La seconda lettura dell’odierna Liturgia ci presenta l’esortazione di San Paolo a Timoteo, suo collaboratore e figlio diletto, nella quale ripensa alla propria esistenza di apostolo totalmente consacrato alla missione (cfr 2 Tm 4,6-8.16-18). Vedendo ormai vicina la fine del suo cammino terreno, lo descrive in riferimento a tre stagioni: il presente, il passato, il futuro. Il presente, lo interpreta con la metafora del sacrificio: «Sto per essere versato in offerta» (v. 6). Per quanto riguarda il passato, Paolo indica la sua vita trascorsa con le immagini della «buona battaglia» e della «corsa» di un uomo che è stato coerente con i propri impegni e le proprie responsabilità (cfr v. 7); di conseguenza, per il futuro confida nel riconoscimento da parte di Dio, che è «giudice giusto» (v. 8). Ma la missione di Paolo è risultata efficace, giusta e fedele solo grazie alla vicinanza e alla forza del Signore, che ha fatto di lui un annunciatore del Vangelo a tutti i popoli. Ecco la sua espressione: «Il Signore mi è stato vicino e mi ha dato forza, perché potessi portare a compimento l’annuncio del Vangelo e tutte le genti lo ascoltassero» (v. 17).

James Tissot, “Il fariseo e il pubblicano” – Acquerello su carta, 1886-1894, Brooklyn museum, New York

In questo racconto autobiografico di san Paolo si rispecchia la Chiesa, specialmente oggi, Giornata Missionaria Mondiale, il cui tema è “Chiesa missionaria, testimone di misericordia”. In Paolo la comunità cristiana trova il suo modello, nella convinzione che è la presenza del Signore a rendere efficace il lavoro apostolico e l’opera di evangelizzazione. L’esperienza dell’Apostolo delle genti ci ricorda che dobbiamo impegnarci nelle attività pastorali e missionarie, da una parte, come se il risultato dipendesse dai nostri sforzi, con lo spirito di sacrificio dell’atleta che non si ferma nemmeno di fronte alle sconfitte; dall’altra, però, sapendo che il vero successo della nostra missione è dono della Grazia: è lo Spirito Santo che rende efficace la missione della Chiesa nel mondo.

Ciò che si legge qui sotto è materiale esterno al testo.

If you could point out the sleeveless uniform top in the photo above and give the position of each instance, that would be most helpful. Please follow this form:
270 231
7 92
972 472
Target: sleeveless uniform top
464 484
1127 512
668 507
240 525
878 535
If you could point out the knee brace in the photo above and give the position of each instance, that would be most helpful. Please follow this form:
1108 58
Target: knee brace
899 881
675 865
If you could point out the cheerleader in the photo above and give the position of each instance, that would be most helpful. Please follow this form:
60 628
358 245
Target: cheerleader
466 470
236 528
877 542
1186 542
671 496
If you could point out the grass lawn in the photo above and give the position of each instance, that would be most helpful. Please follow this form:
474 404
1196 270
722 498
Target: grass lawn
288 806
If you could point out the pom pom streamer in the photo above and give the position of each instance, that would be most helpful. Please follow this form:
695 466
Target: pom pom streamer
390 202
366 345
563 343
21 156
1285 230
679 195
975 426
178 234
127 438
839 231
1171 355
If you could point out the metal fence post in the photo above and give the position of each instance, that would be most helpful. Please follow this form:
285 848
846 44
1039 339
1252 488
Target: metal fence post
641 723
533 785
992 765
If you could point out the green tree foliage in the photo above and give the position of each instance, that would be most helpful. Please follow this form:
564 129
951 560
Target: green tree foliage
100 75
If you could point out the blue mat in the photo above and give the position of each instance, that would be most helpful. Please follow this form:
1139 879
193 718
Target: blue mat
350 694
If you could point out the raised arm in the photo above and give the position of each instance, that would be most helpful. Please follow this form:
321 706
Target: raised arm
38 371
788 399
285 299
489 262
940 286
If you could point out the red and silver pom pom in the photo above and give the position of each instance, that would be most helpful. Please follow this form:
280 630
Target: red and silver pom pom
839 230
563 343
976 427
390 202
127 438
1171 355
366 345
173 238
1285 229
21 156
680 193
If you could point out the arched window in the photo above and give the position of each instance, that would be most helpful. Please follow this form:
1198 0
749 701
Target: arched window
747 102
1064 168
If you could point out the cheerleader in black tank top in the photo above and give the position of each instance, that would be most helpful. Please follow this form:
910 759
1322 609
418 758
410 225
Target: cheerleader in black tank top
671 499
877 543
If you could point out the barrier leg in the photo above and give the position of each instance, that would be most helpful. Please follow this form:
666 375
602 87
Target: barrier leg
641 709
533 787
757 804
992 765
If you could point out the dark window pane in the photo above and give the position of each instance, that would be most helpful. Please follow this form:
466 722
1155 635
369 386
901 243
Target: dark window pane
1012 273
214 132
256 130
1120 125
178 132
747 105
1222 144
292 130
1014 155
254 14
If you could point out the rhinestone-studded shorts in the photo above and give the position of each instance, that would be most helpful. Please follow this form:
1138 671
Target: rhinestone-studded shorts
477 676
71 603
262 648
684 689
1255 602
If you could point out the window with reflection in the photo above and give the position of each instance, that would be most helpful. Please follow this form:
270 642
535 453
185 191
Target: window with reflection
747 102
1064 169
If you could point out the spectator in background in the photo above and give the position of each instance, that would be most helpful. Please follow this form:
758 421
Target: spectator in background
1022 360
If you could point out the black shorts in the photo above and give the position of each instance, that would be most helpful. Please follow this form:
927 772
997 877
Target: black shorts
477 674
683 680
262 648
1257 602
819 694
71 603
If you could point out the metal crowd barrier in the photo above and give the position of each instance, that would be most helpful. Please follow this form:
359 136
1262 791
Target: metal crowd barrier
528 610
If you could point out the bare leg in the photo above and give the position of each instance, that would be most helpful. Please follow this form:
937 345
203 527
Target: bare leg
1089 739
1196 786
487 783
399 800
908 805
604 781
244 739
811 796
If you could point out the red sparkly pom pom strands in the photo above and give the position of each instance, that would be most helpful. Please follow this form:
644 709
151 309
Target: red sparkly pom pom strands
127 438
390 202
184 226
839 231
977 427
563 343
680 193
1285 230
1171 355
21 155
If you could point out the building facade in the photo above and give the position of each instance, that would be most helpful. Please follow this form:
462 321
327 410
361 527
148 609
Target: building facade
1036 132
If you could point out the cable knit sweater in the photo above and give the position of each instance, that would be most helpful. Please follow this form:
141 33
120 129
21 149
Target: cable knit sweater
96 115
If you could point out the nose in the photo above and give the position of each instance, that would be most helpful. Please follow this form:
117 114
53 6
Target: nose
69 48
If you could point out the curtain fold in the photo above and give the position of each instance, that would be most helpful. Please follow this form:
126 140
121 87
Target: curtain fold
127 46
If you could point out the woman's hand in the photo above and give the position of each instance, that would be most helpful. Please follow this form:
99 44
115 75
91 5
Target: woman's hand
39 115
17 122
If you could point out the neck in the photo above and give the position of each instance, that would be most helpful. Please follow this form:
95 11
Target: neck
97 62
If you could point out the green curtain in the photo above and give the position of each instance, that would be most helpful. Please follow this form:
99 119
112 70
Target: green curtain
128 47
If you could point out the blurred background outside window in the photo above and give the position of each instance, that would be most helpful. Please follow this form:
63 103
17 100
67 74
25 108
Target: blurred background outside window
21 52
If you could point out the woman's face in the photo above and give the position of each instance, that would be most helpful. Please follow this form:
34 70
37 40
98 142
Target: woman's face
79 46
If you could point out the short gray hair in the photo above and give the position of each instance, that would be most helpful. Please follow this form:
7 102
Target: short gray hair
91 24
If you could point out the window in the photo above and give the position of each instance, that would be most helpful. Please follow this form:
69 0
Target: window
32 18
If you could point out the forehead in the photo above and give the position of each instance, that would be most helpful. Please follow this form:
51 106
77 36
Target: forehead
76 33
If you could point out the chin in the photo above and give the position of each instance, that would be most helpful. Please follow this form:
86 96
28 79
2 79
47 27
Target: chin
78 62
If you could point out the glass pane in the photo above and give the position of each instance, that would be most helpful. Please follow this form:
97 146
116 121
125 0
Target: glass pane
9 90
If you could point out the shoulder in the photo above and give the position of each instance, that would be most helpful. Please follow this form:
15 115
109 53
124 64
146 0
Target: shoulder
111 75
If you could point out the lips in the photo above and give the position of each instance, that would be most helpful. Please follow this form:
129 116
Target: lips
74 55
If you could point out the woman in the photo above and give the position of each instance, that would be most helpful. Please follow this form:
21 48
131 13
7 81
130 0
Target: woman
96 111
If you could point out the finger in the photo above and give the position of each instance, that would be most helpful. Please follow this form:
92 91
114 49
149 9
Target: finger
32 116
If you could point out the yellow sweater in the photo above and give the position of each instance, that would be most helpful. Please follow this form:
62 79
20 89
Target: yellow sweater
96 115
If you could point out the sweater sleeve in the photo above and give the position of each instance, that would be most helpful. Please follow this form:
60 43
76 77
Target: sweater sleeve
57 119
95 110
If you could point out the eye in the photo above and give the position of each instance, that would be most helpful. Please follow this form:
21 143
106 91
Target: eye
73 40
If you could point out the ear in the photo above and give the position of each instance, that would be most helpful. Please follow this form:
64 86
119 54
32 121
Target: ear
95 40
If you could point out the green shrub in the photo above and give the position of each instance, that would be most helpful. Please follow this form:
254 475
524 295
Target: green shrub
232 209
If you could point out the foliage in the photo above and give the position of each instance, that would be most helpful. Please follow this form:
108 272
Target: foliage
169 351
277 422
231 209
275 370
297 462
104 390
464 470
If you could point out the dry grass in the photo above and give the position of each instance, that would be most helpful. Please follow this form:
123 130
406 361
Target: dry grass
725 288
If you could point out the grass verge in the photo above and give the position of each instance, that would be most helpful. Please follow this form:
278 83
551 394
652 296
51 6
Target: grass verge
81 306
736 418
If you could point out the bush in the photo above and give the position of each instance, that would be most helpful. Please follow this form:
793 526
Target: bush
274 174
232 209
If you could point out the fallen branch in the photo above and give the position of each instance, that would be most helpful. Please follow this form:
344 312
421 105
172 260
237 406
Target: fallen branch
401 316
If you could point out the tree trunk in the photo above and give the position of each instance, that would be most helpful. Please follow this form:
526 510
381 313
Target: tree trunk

Serve coraggio per resistere all’incredulità, senza diventare arroganti

Oggi è tempo di missione ed è tempo di coraggio! Coraggio di rafforzare i passi vacillanti, di riprendere il gusto dello spendersi per il Vangelo, di riacquistare fiducia nella forza che la missione porta con sé. È tempo di coraggio, anche se avere coraggio non significa avere garanzia di successo. Ci è richiesto il coraggio per lottare, non necessariamente per vincere; per annunciare, non necessariamente per convertire. Ci è richiesto il coraggio per essere alternativi al mondo, senza però mai diventare polemici o aggressivi. Ci è richiesto il coraggio per aprirci a tutti, senza mai sminuire l’assolutezza e l’unicità di Cristo, unico salvatore di tutti. Ci è richiesto coraggio per resistere all’incredulità, senza diventare arroganti. Ci è richiesto anche il coraggio del pubblicano del Vangelo di oggi, che con umiltà non osava nemmeno alzare gli occhi al cielo, ma si batteva il petto dicendo: “O Dio, abbi pietà di me peccatore”. Oggi è tempo di coraggio! Oggi ci vuole coraggio! La Vergine Maria, modello della Chiesa “in uscita” e docile allo Spirito Santo, ci aiuti ad essere tutti, in forza del nostro Battesimo, discepoli missionari per portare il messaggio della salvezza all’intera famiglia umana.